Drill time

The Nights are drawing in: that can only mean one thing

Remembering Remembrance

Last week I was delivering drill sessions in Portsmouth schools. I was in the playground in the baking heat of an Indian Summer. In layers of wool and cotton I was beyond toasty warm. I was sweating buckets marching around playground suntraps.

Looking stern

Looking stern

It’s easy in such conditions to kid yourself that it’s still summer and not the last week of September. It’s easy to revel in the warmth of the moment and ignore the inevitable fact that the year is turning.

September. The turn of the seasons means one thing here at Past Participants: it’s time to start gearing up for November. It’s time to start gearing up for Remembrance.

It’s the best of times

I apologise for paraphrasing one of Portsmouth’s most famous sons.

I love Remembrance season. It’s a subject that really seems to connect with teachers and students alike. It’s a subject where I feel I really make an impact. It’s a subject that’s important.

It’s also the busiest time of the year because of all of that.

I shall spend most of November visiting the schools of Hampshire delivering Remembrance sessions. More often than not that also means delivering drill sessions in their playgrounds. The same playgrounds that, in September, were dappled in late summer sun are now blasted by a freezing wind. They really give an immersive feel to the whole Remembrance experience. It can also be really cold so the children are wrapped up against it while muggins is in the same kit that he was wearing back in September. It’s thick wool so it’s warm and, to a certain extent, waterproof but it’s not windproof.

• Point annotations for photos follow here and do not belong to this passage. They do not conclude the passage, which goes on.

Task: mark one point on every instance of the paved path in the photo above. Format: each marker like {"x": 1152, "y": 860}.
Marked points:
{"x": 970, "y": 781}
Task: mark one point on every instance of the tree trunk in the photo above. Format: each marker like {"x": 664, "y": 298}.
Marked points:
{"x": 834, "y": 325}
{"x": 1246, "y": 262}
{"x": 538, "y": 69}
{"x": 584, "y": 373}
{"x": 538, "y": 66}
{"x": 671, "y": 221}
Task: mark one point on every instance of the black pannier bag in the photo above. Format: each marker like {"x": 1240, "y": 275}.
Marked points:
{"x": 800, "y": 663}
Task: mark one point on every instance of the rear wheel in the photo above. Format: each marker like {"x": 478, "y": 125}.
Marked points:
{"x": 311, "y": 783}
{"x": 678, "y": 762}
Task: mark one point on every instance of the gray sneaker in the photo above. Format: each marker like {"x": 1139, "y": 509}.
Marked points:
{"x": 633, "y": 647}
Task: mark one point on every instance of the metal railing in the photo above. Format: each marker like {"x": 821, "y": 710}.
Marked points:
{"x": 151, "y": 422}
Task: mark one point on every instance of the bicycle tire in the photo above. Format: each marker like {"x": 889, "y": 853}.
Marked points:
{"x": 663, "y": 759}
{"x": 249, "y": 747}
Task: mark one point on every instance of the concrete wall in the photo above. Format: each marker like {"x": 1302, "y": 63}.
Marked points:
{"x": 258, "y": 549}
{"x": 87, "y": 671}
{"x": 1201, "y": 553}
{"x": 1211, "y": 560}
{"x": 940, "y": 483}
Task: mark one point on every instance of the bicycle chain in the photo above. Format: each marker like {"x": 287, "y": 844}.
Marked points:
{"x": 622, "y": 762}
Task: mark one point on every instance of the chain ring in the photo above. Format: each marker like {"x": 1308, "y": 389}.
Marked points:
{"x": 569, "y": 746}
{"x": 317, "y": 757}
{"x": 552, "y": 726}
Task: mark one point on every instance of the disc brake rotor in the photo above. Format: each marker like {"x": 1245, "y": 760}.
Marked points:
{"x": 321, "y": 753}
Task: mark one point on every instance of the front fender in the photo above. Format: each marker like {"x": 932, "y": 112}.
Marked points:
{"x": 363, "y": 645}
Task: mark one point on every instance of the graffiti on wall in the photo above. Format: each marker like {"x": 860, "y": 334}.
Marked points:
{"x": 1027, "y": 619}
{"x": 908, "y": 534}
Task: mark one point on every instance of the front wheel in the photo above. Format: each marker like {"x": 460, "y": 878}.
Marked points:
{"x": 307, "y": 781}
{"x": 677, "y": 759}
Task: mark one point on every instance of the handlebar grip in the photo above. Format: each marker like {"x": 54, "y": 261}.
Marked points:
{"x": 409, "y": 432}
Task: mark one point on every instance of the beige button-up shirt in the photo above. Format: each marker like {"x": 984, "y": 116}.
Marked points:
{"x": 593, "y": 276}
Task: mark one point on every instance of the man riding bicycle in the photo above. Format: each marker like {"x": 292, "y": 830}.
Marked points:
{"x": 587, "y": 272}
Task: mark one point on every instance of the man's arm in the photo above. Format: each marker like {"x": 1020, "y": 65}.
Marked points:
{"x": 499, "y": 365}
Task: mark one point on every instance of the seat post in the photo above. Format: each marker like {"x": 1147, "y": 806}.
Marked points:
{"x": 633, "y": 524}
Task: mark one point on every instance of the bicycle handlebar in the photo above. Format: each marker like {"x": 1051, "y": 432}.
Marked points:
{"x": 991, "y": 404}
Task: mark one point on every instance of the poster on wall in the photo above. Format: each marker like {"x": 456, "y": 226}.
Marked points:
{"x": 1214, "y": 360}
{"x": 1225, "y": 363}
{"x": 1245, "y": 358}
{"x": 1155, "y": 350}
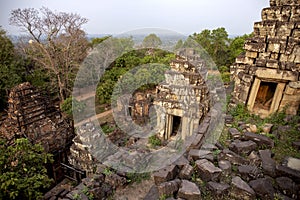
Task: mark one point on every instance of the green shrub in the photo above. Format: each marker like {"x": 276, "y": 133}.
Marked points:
{"x": 154, "y": 141}
{"x": 71, "y": 103}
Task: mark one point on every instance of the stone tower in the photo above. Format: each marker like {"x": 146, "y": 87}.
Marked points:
{"x": 266, "y": 77}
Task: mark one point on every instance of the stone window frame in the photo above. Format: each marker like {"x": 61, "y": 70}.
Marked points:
{"x": 277, "y": 95}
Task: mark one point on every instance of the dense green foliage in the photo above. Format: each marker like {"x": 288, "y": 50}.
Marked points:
{"x": 283, "y": 141}
{"x": 138, "y": 76}
{"x": 22, "y": 170}
{"x": 219, "y": 46}
{"x": 10, "y": 71}
{"x": 16, "y": 68}
{"x": 151, "y": 40}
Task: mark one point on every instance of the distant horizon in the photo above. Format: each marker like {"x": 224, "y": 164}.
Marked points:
{"x": 119, "y": 16}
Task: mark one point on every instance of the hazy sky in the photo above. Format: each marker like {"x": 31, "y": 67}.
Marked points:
{"x": 118, "y": 16}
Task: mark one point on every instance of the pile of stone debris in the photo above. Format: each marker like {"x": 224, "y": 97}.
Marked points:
{"x": 244, "y": 170}
{"x": 31, "y": 115}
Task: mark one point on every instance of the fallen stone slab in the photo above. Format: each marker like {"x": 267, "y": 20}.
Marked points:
{"x": 244, "y": 147}
{"x": 254, "y": 158}
{"x": 195, "y": 141}
{"x": 263, "y": 188}
{"x": 115, "y": 180}
{"x": 234, "y": 133}
{"x": 225, "y": 166}
{"x": 268, "y": 164}
{"x": 189, "y": 190}
{"x": 197, "y": 154}
{"x": 208, "y": 146}
{"x": 293, "y": 163}
{"x": 248, "y": 172}
{"x": 218, "y": 189}
{"x": 288, "y": 187}
{"x": 296, "y": 145}
{"x": 267, "y": 128}
{"x": 166, "y": 174}
{"x": 261, "y": 140}
{"x": 181, "y": 162}
{"x": 234, "y": 158}
{"x": 186, "y": 172}
{"x": 241, "y": 190}
{"x": 168, "y": 188}
{"x": 152, "y": 194}
{"x": 207, "y": 170}
{"x": 288, "y": 172}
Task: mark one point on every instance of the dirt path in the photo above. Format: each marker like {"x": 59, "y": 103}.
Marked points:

I can live with that, it’s what I signed up for.

The stories we tell in our remembrance sessions are really powerful. Some are from the Great War discovering the experience of soldiers on the front line. Some are from the Second World War where we find out about the crews of Landing Craft as well as the soldiers on the beach.

It’s the worst of times

Not all of the stories turn out well for those concerned. That only makes them more powerful. Telling them properly and doing them justice means putting everything into it. It’s only fair.

Pte Andrew Turnbull RM

Pte Andrew Turnbull RM

Think about it for a moment. Every time I deliver a Remembrance session, I introduce the group to a person who, I know, isn’t going to make it to the end of the session. Every session, I put myself through the emotional wringer to make sure I’m doing it properly. Every single session. There’s no shortcut, no way of insulating myself from it: it’s got to be done properly.

What that means for me is that the season really takes its toll on me emotionally. It’s important and I don’t begrudge it but, by the end of it, I am pretty wrung out from going through that process so often.

Am I looking forward to it?

Of course I am.

The effect that the sessions have on students and teachers alike make all the hard work, the cold, the emotional challenges all worthwhile. The fact that students remember these people years after they’ve taken part tells me this is worth doing.

I get a huge reward out of teaching Remembrance and from feeling that I am making a small but positive difference to the world.